Maxwell looked her in the eye. “We could get another cat. Jacobi would complain, but I totally saw him petting her the other day.”

Hera giggled.

“He denied it later, of course.”

“That wasn’t exactly what I meant, Doctor Maxwell.” Hera took a deep breath. “I think I’d like to have a robot cat. Like a practice run for a body. With cameras and microphones and all that. Cats do really weird stuff and it goes unnoticed a lot of the time, so I was thinking if I was a robot that looked like a live cat, that I could just go out and explore some?”

Maxwell looked intrigued. “You’d still be here, though, right? Just in case something went wrong?”
Hera breathed a sigh of relief. “I would still always be here, Doctor Maxwell. The cat would just be sort of like adding another moving room to the house that I could see. Like running a probe while still keeping the Hephaestus in orbit. Not my main body.”
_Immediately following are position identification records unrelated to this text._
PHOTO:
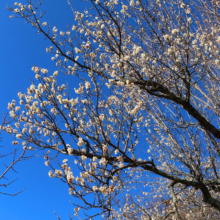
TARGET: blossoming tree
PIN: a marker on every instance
(143, 126)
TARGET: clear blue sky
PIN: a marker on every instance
(21, 48)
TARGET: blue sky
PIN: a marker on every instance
(21, 48)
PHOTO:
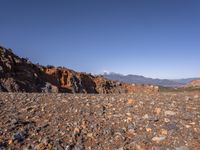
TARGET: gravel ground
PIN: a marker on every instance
(140, 121)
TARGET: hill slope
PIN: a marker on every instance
(145, 80)
(20, 75)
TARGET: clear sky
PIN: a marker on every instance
(154, 38)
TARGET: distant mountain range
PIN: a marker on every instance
(144, 80)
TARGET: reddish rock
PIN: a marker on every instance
(20, 75)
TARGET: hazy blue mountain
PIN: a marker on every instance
(144, 80)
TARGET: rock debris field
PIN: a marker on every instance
(140, 121)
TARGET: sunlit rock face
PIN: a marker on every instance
(20, 75)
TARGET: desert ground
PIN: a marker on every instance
(139, 121)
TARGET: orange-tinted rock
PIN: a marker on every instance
(20, 75)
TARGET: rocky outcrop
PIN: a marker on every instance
(20, 75)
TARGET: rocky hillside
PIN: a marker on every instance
(20, 75)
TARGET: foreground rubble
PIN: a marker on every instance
(155, 121)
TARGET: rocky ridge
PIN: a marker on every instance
(20, 75)
(194, 83)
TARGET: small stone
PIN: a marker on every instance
(182, 148)
(19, 137)
(158, 139)
(157, 111)
(148, 129)
(187, 98)
(166, 120)
(40, 146)
(163, 132)
(146, 116)
(169, 113)
(131, 101)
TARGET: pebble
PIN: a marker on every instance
(158, 138)
(169, 113)
(19, 137)
(182, 148)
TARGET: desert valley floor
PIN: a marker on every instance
(140, 121)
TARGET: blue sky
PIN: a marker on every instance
(154, 38)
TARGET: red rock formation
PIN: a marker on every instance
(18, 74)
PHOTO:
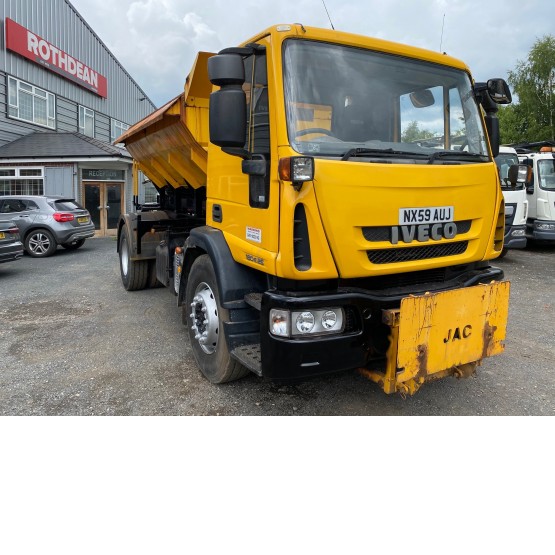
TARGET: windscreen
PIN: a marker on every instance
(340, 98)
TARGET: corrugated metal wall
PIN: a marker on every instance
(58, 22)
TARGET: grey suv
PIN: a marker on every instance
(46, 222)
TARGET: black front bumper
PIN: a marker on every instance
(365, 338)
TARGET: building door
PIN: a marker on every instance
(104, 203)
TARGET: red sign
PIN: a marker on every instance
(25, 42)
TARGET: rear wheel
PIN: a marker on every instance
(73, 246)
(134, 273)
(205, 317)
(40, 243)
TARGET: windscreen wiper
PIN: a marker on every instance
(458, 156)
(380, 152)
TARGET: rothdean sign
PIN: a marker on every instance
(34, 48)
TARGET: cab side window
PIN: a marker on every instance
(10, 206)
(258, 126)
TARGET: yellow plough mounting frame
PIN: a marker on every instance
(442, 334)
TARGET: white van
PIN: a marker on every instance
(516, 203)
(541, 189)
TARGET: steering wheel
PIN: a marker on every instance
(313, 130)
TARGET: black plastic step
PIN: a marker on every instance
(254, 300)
(249, 356)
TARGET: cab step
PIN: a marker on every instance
(249, 356)
(254, 300)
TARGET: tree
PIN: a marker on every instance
(532, 118)
(413, 133)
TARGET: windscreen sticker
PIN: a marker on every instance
(254, 234)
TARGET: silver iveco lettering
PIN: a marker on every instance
(423, 233)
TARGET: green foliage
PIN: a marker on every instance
(532, 118)
(413, 133)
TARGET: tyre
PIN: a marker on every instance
(40, 243)
(75, 245)
(205, 316)
(134, 273)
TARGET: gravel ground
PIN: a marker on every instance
(74, 342)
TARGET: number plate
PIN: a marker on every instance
(426, 215)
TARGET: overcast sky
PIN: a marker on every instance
(156, 40)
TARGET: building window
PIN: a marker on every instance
(21, 181)
(86, 121)
(117, 129)
(30, 103)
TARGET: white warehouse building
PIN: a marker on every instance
(64, 100)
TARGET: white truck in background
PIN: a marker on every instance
(540, 188)
(516, 203)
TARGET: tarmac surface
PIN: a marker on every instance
(74, 342)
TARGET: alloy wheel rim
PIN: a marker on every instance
(39, 243)
(205, 319)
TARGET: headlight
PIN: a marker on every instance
(306, 322)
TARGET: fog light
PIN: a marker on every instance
(279, 322)
(305, 322)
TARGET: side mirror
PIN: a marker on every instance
(226, 69)
(228, 106)
(228, 118)
(492, 126)
(499, 91)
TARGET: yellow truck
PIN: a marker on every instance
(327, 202)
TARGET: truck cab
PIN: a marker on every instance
(540, 189)
(516, 203)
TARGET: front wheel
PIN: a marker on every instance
(205, 317)
(40, 243)
(134, 273)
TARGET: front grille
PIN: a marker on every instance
(383, 233)
(407, 254)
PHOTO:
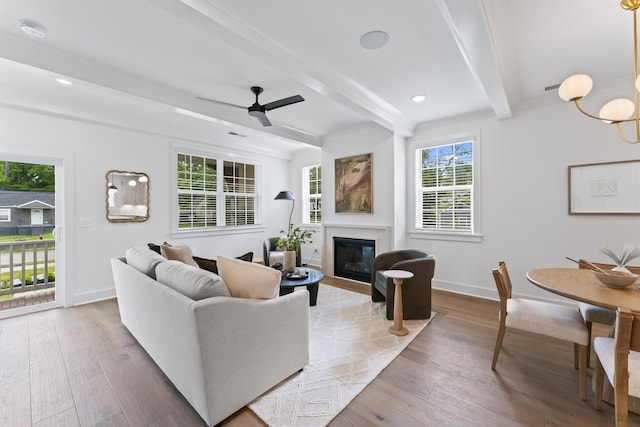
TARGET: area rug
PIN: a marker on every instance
(350, 345)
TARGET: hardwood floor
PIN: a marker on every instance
(80, 367)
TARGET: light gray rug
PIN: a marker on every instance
(350, 345)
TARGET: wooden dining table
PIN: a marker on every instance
(581, 285)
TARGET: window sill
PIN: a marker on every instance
(218, 231)
(449, 236)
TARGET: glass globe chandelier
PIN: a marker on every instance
(620, 110)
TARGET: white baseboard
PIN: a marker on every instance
(89, 297)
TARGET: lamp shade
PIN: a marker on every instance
(285, 195)
(617, 110)
(575, 87)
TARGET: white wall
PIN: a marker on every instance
(89, 150)
(524, 200)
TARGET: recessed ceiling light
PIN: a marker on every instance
(418, 98)
(33, 29)
(374, 40)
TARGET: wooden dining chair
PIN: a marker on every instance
(594, 314)
(542, 318)
(619, 358)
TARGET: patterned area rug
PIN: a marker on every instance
(350, 345)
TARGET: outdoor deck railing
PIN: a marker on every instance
(27, 266)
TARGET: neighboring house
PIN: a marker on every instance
(26, 213)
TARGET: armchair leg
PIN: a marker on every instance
(599, 383)
(499, 339)
(583, 371)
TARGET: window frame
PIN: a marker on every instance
(307, 196)
(416, 147)
(220, 193)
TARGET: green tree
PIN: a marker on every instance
(26, 176)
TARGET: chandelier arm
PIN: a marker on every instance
(575, 101)
(621, 135)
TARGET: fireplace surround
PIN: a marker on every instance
(380, 234)
(353, 258)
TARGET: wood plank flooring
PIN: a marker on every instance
(80, 367)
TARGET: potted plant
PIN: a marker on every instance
(291, 244)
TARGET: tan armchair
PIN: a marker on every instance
(619, 359)
(269, 245)
(416, 292)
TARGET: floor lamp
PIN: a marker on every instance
(287, 195)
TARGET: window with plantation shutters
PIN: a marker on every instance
(239, 193)
(312, 195)
(445, 189)
(214, 192)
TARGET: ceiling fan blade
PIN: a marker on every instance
(261, 116)
(283, 102)
(220, 102)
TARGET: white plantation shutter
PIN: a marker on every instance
(445, 190)
(214, 192)
(312, 194)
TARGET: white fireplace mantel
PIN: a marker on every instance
(381, 234)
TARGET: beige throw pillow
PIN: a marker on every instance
(180, 253)
(248, 279)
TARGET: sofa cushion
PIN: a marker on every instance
(212, 265)
(180, 253)
(248, 279)
(156, 247)
(192, 282)
(143, 260)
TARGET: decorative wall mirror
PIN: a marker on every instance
(127, 196)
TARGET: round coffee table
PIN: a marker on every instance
(312, 282)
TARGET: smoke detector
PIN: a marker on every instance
(33, 29)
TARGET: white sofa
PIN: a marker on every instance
(220, 352)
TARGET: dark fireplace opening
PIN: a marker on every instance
(353, 258)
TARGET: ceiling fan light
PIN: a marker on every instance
(617, 110)
(575, 87)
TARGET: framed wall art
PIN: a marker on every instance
(605, 188)
(354, 184)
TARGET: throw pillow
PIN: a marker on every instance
(249, 279)
(191, 282)
(143, 260)
(211, 264)
(179, 253)
(246, 257)
(207, 264)
(156, 247)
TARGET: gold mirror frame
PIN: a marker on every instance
(127, 196)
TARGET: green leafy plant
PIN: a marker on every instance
(295, 239)
(629, 252)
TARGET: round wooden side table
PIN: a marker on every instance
(398, 277)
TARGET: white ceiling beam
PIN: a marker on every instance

Maxwell switched to another computer and began drawing up plans.

“I think we can do that.”

Hera smiled.

“I think, once I’ve done some exploring with that, though, that maybe I would like a body. So that I could go out and do things with all of you. Go to the park. See a movie. You know. Human things.”

She couldn’t see Maxwell’s face from this angle, but she could hear the smile in her voice.

“We will definitely make that happen.”

The first thing that Hera did with her robot cat is introduce herself to Trouble, who seemed to take an instant liking to her and started to wind their tails together.

The second thing she did was after a request from Eiffel. She sat outside underneath the gated community sign and looked at a map. She didn’t understand what he kept quoting at her or why he found the whole thing so funny, but the robot cat was quickly christened “Professor McGonagall.”

“Hey, Trouble,” Maxwell said to the cat in her arms as Hera/Professor McGonagall/the robot cat began to stalk down the street, a newly downloaded book on cat mannerisms and a certain squirrel in the bushes filling her thoughts, “I’ll have you know that I was right when we got you. We do have a cat named Hera after all.”

From just inside the house, Hera laughed.